The science here isn't really new. We're debating bringing out some software for mechanism design and synthesis. We are using really smart algorithms based on physics in the natural world. No magic, just brilliant use working with the existing laws of nature. One of our concerns is the potential for lawsuits by users of the software. We're not sure if we should share our algorithms openly or if we should seek to profit from them.
For example: Joe Cheap Carnival company invents a new wild ride using our awesome cool mechanism synthesis software. They have Podunk Assembly Company manufacture it with cheapest materials possible with really poor quality control.
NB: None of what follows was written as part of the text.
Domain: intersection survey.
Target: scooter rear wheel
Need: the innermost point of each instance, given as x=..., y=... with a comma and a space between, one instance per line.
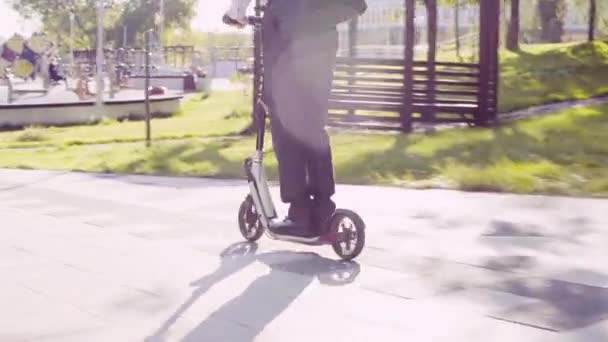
x=249, y=221
x=349, y=226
The ride goes up at a local carnival and oops it fails, and someone gets seriously hurt.
Here are my questions:
- If our software was used by Joe Cheap Carnival's design team to synthesize a mechanism used in the faulty carnival ride, and our software encompassed the use hidden and encoded algorithms, could we be held liable for the failure?
- If our software was absolutely open source (github), with all algorithms and logic flow in full public view, could we be sued? (Does this change the nature of "responsibility"? )
My questions relates to: Can the open source process be used as a legal protection against a potential lawsuit for a software company?
Update (post DaleM response):
I'm not sure I fully understand the "duty of care" description. We make software that tells engineers how machines move. Its a similar function to what you might read in an academic text, albeit in a much easier intuitive form to use. (Drag and drop is much easier than reading a chapter of text then doing mathematical problems, even though exactly the same concepts are being used.) The function of our code is to accurately represent the laws of physics. We don't tell somebody what to design, we tell them if you want this particular output, here are a variety of ways to achieve that output.
Hmmm... Lets say someone wants to design a six bar mechanism to move an object in a 720 degree circle and deliver it as fast as possible we can help with that. Fancy Machine works uses that model to deliver bolts to an assembly line for rapid manufacturing. Max g forces observed on the bolt is 8 G's.
Joe's Cheap Carnival decides to use that exact same mechanism to create an exciting ride for its customers. Its ten times the scale of the bolt delivery machine, but its the same basic mechanism design. Again, Max g forces observed on the customer sitting in the ride is 8 G's.
Is our design unsafe? The bolts seem to get there just fine, people, no so much. We profess no responsibility (same as an academic text book author on mechanism design.) In fact that might be a better question. Have any academic folks been sued for academic publications providing "how-to" instructions?
If Joes Cheap Carnival team designs a unsafe ride with a mechanism design textbook as a reference, can the university who published that textbook be held liable?
Apologies if I'm not using the correct language in the legal arena. And many thanks to you for your responses.